While the interior is also breathtaking, what's most lovely about it is how clearly you can hear your own breathing. In this space for private prayer and meditation, the only sound permitted is that of human voices reading scripture. Aside from the daily 30-minute prayer services at 12:30 - when participants read from Bahai, Christian, Muslim and other hallowed texts as the spirit moves them, and the choir sings sacred music ranging from Mozart to Negro spirituals once a week - the only distractions are hushed footsteps and the whir of the wind off the lake.
The Frank Lloyd Wright-designed Unity Temple in Oak Park takes the opposite tack in its attempt to welcome all those who enter. Instead of a panoply of religious symbols, the Unitarian church lacks so much as a cross. In place of awe and splendor, it emphasizes modesty and hominess. But the result is still a compelling, harmonious refuge well worth the trip to the neighborhood the architect made famous.
Wright used pioneering techniques to achieve his goal; architecture critics call the 1908 structure the first modern building for its use of exposed concrete. Though what really makes this place feel ahead of its time is the way it seems straight out of the 1970s. Wright employs the light greens, tans and yellows of a disco-era package of M&Ms, and the simplicity and clean lines - and the proclivity for stained wood that included encasing hanging electrical wires in oak - that presages that era's Scandinavian furniture craze. Wright, in fact, aimed to echo the simplicity of ancient temples, asking that the building be named a temple rather than a church.
While the concrete exterior is imposing, the interior attributes help create a low-key, intimate atmosphere. That the sanctuary can hold 400 is surprising. And the sense of intimacy extends to the interaction between the congregation and its ministers. The lectern is placed relatively low to the ground, in keeping with the principle of egalitarianism, and the exit doors are directly behind the pulpit to encourage congregants to cross that space before leaving.

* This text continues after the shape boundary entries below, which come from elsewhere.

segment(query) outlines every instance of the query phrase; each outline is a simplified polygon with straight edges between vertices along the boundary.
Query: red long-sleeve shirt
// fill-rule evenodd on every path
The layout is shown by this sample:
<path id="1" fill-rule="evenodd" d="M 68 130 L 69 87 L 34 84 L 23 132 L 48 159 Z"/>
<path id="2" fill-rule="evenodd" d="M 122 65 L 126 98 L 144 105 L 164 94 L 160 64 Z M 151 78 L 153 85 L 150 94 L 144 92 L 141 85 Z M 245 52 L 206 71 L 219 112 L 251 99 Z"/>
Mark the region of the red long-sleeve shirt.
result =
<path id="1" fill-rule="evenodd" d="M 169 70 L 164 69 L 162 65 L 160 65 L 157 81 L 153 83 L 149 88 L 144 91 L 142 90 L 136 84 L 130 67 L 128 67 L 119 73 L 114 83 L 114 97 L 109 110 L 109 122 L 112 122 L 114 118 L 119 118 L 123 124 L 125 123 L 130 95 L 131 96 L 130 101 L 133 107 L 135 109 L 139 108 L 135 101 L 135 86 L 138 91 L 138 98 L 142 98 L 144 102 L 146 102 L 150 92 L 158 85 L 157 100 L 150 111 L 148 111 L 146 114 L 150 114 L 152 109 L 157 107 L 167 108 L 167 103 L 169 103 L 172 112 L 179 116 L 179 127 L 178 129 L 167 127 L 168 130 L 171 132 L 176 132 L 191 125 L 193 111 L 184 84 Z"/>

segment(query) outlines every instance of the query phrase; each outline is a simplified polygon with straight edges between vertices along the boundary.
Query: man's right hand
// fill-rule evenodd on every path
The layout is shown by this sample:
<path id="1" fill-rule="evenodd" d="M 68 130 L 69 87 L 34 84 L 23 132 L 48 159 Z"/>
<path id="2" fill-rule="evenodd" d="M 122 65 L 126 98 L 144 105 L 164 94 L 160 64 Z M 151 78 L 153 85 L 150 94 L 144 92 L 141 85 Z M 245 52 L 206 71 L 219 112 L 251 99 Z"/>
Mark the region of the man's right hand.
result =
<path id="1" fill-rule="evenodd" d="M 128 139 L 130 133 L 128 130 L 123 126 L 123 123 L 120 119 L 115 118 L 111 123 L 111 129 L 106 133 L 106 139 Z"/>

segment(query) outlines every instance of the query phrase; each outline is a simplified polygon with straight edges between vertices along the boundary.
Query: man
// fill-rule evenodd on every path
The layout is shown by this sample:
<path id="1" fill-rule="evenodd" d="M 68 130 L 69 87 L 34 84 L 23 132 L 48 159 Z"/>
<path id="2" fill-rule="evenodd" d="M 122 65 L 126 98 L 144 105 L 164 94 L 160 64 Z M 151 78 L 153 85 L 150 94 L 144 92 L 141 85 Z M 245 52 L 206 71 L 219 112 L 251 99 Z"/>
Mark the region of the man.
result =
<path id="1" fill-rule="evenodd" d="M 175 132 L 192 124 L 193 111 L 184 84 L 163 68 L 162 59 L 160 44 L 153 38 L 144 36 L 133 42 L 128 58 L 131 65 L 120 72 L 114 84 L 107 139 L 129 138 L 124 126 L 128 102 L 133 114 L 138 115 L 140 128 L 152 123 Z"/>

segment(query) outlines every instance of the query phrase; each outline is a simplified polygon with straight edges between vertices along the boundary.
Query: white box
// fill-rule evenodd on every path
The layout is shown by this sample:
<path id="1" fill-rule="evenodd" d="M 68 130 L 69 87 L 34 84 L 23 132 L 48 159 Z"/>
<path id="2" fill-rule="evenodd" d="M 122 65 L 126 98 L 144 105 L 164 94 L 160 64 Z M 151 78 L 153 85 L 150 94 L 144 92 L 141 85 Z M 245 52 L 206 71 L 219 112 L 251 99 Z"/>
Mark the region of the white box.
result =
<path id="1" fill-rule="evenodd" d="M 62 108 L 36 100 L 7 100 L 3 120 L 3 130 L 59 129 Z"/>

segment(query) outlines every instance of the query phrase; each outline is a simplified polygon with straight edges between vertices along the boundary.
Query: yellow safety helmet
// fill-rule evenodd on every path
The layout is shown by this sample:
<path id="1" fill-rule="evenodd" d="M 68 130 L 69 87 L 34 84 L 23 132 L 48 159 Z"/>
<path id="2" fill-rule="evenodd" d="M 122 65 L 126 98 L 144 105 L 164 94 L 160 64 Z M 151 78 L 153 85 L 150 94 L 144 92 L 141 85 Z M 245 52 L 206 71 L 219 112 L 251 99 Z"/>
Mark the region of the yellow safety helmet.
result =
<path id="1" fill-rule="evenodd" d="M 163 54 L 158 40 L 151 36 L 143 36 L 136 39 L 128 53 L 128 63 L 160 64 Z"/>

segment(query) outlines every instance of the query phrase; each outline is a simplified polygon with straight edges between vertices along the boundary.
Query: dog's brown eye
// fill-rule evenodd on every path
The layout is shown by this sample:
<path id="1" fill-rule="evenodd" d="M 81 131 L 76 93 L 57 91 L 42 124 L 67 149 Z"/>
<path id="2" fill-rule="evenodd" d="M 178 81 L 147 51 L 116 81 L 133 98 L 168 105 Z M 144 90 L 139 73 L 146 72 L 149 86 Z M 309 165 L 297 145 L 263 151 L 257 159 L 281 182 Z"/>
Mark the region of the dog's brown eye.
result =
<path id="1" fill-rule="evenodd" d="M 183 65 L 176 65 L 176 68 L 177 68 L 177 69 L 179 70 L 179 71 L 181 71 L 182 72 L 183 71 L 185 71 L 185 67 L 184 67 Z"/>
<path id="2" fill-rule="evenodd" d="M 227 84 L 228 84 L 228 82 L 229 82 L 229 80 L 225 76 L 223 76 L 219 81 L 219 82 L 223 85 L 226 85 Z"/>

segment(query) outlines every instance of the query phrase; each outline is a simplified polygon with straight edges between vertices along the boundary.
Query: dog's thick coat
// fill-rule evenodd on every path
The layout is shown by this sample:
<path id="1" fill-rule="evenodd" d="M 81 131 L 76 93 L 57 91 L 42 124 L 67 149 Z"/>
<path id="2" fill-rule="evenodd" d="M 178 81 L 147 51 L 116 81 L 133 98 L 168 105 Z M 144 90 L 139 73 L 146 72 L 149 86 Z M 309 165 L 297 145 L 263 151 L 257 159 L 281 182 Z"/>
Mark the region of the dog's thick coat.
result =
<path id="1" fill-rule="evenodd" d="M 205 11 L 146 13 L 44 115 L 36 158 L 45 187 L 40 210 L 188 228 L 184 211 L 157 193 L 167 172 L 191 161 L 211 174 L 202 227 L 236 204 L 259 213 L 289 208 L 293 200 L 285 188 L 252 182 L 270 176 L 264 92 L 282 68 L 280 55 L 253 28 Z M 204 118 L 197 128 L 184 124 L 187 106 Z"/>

The color scheme in particular produces a warm, transcendent feeling , as sunlight strained through the unusual yellow and brown stained glass suffuses the room. Wright amplified this sense of airy illumination by leading visitors through a dim gray entrance tunnel that gradually broadens and ascends to the sanctuary for maximum emotional impact.
The journey 400 feet up to the Sky Chapel at the Methodist Chicago Temple, which was completed in 1924, also heightens the effect of reaching the destination. Although you can sneak a glance at the soaring skyline through a cranked window in the cozy carpeted chapel, the best panorama is available from the pastor's quarters just above, where the Gothic patio is framed by the Willis (originally Sears) Tower and the John Hancock Center.
When you reach this lofty pinnacle, you may ask whether there's any other worship space so high up. The answer is no. The spire is also the world's tallest, according to the church's literature. It is aided in this achievement by sitting atop a skyscraper, separated from the large lower-level sanctuary by lawyers' offices, one of which was once tenanted by the famously agnostic Clarence Darrow.
The uber-modern setting is somewhat ironic, since the congregation is the city's oldest - in fact, it predates the city itself. Today it takes its role as a Chicago institution very seriously, ministering to businesspeople and the urban poor, depicting the city's history in its stained glass and featuring an altarpiece with images of the surrounding skyline. A companion to a separate altarpiece where Christ cries over Jerusalem, in this one Jesus weeps over Chicago.
Perhaps because of the Cubs' record.
Krieger is a Washington-based writer.